Digital SAT Math Practice Questions – Advanced : Equivalent expressions

SAT MAth Practice questions – all topics

• Advanced Math Weightage: 35% Questions: 13-15
• Equivalent expressions
• Nonlinear equations in one variable and systems of equations in two variables
• Nonlinear functions

SAT MAth and English  – full syllabus practice tests

[No calc]  Question  Hard

$$\frac{1}{C}=\frac{1}{d}+\frac{1}{e}+\frac{1}{f}$$

An electric circuit contains three capacitors in a particular arrangement.
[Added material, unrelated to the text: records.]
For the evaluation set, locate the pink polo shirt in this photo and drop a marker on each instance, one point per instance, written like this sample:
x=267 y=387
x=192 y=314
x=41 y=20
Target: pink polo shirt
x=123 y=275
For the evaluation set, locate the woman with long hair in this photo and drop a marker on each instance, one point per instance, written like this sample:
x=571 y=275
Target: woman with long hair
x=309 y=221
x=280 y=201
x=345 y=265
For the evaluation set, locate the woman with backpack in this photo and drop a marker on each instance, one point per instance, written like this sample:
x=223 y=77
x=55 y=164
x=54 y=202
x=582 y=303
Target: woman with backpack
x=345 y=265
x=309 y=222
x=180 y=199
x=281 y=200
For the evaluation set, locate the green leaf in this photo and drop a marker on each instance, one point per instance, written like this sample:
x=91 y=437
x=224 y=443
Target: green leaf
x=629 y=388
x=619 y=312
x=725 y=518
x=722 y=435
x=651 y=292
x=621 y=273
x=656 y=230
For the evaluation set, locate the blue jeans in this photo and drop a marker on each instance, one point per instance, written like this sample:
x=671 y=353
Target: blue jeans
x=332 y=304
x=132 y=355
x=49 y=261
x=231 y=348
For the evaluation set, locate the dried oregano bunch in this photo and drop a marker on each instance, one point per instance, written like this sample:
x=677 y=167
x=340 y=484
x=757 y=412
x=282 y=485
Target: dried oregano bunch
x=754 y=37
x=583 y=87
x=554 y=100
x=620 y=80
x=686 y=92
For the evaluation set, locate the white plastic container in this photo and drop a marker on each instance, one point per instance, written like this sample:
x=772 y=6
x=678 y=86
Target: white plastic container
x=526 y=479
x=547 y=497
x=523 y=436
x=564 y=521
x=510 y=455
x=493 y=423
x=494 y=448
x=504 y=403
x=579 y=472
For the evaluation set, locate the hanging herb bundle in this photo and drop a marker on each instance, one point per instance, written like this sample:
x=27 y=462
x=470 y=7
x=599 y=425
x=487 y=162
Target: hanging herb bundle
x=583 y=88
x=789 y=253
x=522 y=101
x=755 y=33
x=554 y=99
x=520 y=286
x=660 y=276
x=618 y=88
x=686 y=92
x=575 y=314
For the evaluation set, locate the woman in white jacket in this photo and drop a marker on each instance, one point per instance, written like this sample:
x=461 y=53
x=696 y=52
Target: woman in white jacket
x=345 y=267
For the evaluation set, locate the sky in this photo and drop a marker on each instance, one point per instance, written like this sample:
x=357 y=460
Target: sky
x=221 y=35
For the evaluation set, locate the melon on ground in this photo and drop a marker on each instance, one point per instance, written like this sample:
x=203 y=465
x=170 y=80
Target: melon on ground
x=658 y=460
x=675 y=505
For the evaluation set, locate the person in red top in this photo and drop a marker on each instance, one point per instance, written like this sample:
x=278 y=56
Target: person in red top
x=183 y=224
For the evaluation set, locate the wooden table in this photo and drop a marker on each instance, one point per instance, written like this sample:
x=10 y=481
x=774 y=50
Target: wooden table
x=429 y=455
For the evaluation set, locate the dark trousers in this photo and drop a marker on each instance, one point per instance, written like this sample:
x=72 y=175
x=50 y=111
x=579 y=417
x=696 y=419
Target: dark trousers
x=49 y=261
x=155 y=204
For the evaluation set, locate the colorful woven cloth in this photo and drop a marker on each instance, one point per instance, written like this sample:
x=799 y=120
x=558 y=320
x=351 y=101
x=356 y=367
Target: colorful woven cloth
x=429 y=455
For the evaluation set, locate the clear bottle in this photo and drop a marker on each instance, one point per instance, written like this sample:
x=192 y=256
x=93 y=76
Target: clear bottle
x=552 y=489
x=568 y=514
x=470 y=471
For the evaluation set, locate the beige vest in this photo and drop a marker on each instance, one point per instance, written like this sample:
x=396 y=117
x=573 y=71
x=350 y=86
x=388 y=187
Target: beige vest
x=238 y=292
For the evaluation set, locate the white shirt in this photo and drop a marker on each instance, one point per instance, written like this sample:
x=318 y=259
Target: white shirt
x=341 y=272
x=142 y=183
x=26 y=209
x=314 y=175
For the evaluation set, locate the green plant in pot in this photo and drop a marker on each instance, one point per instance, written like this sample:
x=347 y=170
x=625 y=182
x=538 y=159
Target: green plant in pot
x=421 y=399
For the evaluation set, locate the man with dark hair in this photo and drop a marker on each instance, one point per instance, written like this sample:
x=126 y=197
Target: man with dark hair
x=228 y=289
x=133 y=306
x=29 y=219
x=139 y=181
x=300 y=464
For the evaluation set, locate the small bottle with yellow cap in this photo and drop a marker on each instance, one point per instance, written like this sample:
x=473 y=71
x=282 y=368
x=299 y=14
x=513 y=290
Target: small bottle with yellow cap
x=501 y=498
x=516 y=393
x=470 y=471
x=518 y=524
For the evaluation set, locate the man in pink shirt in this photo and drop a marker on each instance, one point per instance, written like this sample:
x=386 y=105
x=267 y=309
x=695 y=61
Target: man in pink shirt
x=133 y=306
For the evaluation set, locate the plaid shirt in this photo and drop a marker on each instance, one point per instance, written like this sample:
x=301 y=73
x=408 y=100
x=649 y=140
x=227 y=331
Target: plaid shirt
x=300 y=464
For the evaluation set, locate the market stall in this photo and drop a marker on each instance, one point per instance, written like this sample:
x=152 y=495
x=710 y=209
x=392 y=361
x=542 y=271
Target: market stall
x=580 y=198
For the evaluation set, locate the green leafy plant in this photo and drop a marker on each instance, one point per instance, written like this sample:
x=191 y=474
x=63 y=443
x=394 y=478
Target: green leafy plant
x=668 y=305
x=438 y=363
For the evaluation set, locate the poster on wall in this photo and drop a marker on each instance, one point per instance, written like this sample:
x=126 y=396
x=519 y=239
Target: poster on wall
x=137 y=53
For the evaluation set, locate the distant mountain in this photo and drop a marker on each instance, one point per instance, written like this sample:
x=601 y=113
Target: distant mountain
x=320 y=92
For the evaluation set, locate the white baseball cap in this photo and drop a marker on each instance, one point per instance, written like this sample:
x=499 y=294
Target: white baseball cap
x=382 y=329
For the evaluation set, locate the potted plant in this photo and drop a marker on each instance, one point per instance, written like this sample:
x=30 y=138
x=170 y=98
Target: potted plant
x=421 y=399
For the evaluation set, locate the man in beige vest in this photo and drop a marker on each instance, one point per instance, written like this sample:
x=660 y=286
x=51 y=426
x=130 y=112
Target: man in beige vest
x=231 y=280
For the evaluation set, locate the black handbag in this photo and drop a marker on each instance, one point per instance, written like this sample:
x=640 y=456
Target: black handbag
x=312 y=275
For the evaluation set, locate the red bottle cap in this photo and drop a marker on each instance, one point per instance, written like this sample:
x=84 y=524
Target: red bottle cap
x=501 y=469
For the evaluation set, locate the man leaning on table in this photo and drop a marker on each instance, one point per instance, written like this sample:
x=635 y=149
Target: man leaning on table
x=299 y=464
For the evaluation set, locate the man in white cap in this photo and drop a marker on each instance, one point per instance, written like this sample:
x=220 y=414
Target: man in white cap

The given equation relates the equivalent capacitance C of the arrangement to d, e, and f, the capacitances of the individual capacitors. Which equation correctly gives C in terms of d, e, and f ?

A. 𝐶 = 𝑑 + 𝑒 + 𝑓
B. $$C=\frac{def}{d+e+f}$$
C. $$C=\frac{d+e+f}{def}$$
D. $$C=\frac{def}{de+df+ef}$$

Ans: D

Given the equation $$\frac{1}{c}=\frac{1}{d}+\frac{1}{e}+\frac{1}{f}$$, the equivalent capacitance $$C$$ is the reciprocal of the sum of the reciprocals of $$d$$, $$e$$, and $$f$$.

$\frac{1}{C} = \frac{1}{d} + \frac{1}{e} + \frac{1}{f}$

To find $$C$$, we take the reciprocal of both sides:

$C = \frac{1}{\frac{1}{d} + \frac{1}{e} + \frac{1}{f}}$

To simplify the expression in the denominator, we’ll first find a common denominator:

$C = \frac{1}{\frac{ef + df + ed}{def}}$
$C = \frac{def}{ef + df + ed}$

[No calc]  Question  Hard

Which of the following expressions is equivalent to $$(\frac{a}{4}+\frac{b}{3})^{2}$$ ?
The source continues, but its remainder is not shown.